Cape Town - The mortgage market in Africa is tiny, but that means there is a lot of space for growth, according to Kecia Rust, coordinator of FinMark Trust’s Centre for Affordable Housing Finance in Africa.

The African Development Bank estimates that 20% of the African population earns more than $20 a day, which is promising if mortgage systems become sufficiently sophisticated to make it more affordable for Africans to own their own homes.

Rust says that one very interesting option emerging in Africa is housing microfinance.

“There is a need for non-collateralised loans from a variety of schemes to give people that do not have the steady income, employment security, and tenure security needed to secure a loan in the mortgage market access to finance for incremental building and home-improvements,” she said.

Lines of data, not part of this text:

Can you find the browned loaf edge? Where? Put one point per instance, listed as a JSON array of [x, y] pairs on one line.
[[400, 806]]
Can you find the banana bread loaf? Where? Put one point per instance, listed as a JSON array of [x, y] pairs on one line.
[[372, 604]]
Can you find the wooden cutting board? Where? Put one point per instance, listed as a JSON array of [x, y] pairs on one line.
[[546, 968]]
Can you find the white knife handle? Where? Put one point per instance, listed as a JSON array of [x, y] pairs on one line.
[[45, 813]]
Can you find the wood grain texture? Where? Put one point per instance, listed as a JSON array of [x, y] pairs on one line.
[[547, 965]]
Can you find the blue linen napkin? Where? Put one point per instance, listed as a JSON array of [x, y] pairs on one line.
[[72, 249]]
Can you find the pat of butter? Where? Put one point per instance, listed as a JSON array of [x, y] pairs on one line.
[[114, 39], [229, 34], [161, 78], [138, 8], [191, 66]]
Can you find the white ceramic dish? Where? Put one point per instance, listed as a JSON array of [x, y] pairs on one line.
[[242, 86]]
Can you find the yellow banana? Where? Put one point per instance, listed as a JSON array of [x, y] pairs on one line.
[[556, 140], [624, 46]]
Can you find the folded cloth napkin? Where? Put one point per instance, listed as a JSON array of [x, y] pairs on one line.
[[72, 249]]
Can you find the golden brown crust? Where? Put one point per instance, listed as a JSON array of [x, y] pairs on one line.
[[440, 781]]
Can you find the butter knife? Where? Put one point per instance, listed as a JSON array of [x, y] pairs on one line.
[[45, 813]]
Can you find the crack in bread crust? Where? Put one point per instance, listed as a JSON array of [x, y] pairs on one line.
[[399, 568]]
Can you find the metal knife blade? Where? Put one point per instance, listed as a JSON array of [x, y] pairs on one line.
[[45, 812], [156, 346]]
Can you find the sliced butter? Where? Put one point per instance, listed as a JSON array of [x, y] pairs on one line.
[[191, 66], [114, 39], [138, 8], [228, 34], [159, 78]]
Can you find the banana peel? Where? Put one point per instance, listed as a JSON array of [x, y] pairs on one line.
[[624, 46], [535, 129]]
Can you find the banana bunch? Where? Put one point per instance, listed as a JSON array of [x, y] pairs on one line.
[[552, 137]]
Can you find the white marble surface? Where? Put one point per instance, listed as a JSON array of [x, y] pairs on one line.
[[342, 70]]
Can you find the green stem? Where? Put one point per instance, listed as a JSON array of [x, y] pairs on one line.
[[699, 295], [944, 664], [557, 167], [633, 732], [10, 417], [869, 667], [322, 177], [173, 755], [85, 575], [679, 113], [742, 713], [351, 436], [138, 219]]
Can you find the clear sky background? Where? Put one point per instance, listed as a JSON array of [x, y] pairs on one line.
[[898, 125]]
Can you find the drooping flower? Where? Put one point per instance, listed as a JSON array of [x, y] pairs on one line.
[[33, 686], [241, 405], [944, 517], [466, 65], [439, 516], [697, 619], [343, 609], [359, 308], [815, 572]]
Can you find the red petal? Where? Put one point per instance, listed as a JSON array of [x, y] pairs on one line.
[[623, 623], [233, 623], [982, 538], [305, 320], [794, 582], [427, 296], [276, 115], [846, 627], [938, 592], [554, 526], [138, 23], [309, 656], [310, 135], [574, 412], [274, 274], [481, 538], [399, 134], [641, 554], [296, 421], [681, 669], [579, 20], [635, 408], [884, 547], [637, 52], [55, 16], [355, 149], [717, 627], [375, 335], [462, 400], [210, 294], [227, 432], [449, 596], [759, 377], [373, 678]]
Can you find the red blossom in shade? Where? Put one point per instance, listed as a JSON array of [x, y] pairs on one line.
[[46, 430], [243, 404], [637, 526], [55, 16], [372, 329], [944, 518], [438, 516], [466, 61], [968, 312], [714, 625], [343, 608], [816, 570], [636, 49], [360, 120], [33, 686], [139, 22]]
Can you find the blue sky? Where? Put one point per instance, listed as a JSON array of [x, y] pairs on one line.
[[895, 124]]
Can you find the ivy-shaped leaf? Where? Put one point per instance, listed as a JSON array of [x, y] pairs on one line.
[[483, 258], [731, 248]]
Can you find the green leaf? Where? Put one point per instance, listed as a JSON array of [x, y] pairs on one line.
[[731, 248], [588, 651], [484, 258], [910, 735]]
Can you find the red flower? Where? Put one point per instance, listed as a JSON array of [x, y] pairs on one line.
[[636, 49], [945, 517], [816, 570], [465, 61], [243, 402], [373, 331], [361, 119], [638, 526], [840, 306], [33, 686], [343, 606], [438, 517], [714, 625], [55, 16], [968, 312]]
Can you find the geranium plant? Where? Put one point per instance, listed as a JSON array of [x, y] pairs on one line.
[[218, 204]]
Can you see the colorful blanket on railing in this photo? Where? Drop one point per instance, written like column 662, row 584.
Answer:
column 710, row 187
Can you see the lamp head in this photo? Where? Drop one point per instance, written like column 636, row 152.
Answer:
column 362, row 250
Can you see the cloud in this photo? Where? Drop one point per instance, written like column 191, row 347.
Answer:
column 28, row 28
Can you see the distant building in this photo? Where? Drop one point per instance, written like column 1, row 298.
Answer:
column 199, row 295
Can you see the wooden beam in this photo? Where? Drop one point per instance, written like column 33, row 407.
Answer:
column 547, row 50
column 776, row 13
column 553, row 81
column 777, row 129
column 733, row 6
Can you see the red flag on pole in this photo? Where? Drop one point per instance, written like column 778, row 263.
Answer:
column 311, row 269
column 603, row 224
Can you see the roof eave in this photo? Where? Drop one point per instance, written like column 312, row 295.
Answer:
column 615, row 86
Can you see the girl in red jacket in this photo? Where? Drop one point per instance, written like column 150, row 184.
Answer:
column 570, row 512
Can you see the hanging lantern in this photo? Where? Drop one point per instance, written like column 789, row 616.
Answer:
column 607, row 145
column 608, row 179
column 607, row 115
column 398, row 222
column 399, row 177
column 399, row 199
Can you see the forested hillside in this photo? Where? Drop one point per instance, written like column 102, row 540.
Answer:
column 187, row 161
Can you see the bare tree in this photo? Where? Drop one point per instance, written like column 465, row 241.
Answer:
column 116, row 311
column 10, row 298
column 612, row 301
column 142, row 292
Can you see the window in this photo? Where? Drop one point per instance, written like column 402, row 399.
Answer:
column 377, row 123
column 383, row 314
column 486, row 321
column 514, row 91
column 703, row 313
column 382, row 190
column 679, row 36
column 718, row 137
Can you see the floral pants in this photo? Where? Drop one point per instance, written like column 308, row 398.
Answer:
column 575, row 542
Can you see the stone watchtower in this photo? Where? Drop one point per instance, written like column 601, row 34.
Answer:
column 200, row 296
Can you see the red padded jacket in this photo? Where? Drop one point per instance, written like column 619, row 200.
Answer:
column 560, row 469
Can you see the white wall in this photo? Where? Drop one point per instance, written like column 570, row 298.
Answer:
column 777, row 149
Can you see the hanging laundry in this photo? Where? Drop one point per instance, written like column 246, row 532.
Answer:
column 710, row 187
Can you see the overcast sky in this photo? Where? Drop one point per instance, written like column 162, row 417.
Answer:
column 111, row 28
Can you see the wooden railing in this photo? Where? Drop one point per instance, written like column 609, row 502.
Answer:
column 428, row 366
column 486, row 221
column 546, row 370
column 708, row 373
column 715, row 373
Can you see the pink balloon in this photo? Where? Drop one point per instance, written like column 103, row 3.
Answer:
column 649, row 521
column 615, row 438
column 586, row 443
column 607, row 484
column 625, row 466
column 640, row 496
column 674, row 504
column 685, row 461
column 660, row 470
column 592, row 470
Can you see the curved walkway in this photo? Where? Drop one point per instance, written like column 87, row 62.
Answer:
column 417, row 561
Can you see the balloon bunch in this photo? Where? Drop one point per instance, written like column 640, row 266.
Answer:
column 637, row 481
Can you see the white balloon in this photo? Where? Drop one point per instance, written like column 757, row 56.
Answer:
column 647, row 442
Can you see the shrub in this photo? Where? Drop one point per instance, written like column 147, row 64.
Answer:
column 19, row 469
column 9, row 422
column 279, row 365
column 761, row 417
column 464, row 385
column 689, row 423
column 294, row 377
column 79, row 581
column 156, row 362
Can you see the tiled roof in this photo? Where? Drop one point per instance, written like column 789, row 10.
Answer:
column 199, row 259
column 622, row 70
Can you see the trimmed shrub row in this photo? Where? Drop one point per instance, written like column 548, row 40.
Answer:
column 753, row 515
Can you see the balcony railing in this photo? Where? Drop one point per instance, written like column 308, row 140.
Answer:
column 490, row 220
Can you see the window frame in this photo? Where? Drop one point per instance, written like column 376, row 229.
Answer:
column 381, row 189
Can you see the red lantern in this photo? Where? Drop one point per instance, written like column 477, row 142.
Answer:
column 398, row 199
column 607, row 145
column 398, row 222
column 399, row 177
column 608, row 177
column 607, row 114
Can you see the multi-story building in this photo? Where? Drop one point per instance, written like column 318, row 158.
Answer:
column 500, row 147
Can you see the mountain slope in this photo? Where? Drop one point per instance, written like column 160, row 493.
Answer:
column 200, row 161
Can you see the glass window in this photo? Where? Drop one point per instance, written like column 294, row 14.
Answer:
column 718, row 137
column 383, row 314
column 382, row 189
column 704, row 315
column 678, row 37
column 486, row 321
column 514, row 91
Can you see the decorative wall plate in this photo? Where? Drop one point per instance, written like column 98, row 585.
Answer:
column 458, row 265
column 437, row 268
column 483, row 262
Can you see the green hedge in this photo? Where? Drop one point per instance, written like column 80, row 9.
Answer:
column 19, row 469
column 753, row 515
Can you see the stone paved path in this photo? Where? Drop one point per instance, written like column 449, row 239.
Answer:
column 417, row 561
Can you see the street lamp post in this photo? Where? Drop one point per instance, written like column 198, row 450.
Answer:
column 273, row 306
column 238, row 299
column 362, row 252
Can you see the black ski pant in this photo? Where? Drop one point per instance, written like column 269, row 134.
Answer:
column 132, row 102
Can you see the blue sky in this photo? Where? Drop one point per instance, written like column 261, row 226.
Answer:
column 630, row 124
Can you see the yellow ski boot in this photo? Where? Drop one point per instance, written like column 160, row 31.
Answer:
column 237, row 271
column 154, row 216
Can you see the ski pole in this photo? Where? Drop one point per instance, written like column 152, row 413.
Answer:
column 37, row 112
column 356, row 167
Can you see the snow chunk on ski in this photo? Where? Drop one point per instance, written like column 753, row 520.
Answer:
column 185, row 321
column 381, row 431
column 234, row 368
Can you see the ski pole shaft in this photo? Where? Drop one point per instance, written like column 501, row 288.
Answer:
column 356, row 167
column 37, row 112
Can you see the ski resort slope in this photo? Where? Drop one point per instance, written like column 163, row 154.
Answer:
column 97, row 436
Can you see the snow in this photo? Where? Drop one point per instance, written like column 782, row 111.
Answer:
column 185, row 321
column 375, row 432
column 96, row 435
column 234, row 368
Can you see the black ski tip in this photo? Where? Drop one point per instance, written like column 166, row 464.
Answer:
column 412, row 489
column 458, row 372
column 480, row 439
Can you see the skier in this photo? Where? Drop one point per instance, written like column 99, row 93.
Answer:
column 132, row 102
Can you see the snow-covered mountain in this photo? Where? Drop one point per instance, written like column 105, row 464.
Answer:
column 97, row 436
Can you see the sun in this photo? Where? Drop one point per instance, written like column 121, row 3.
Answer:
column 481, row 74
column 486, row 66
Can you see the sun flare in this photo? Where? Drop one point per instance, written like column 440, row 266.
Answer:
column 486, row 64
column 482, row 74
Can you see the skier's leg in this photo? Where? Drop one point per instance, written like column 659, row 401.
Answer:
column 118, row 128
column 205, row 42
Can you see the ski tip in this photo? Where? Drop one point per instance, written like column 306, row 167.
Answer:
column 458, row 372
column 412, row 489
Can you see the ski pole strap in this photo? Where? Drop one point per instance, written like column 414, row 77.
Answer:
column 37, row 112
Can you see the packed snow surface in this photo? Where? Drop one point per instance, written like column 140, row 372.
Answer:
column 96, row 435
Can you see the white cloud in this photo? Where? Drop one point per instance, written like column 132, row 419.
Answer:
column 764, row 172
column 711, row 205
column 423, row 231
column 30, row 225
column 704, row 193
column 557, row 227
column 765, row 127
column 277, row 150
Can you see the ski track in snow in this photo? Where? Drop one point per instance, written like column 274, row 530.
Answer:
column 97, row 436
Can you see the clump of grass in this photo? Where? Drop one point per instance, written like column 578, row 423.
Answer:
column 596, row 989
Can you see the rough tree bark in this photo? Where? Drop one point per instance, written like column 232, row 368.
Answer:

Microlenders are increasingly coming to market, but there needs to be regulatory support to take their investments to scale, she said.

“The really important thing here is we need cheaper houses, and we need government, lenders and developers to start having the necessary conversations across the continent to find a way to build cheaper houses in a sustainable way.”

A course at the University of Cape Town Graduate School of Business aims at looking at housing finance for Sub-Saharan Africa. It will run from October 7 to 12 this year.

Marja Hoek-Smit, director of the Housing Finance programme for Sub-Saharan Africa at the UCT Graduate School of Business and researcher in urban mass-housing at St. Catherine College, Oxford, said the housing backlog has to be prevented from growing.

“The first step must be to prevent further backlogs and the spread of informal and squatter areas,” she said. “This is far from where we are now. We have to think of measures we have to instate to get massive housing going for at least 70% of the population.”
 
The focus must be on getting the private and public sectors to create as much new housing as possible to house new household formation,” she said. “And, this cannot be done by only building in the upper, upper-middle income levels in the hopes that housing will filter down to low income levels.”

For all of this to happen, Hoek-Smit said, there is a need for finance at many different levels.

Runaway housing prices and unsophisticated mortgage systems are hampering efforts across Africa to house its people.

This is a situation that experts claim is preventing many countries from reaping the social and economic benefits that housing security provides.

Going beyond a roof overhead, housing creates employment during the development phases, and improves quality of life, social standing, health, financial position, security, social cohesion and access to education.

The Absa housing index, shows that in South Africa the average price of small houses have risen from R660 953 in the first quarter of 2011 to R777 343 in the fourth quarter of 2012.

In the affordable segment, the price rose from R292 790 in 2009 to R345 388 in 2012.

In both cases, there has been a 17% increase. In Kenya, prices increased by roughly 76% between 2008 and 2012.

According to Allan Kundu at the University of Witwatersrand, such numbers are common across the continent.

Housing is central to economies as capital assets contributing to “production, savings, consumption, household income, employment, growth of other markets, social welfare, diversification and investment, and meeting a basic need” he said.

The high prices of housing are, however, likely to condemn many people to perpetual squalid living conditions because of the lack of affordability for the majority of citizens.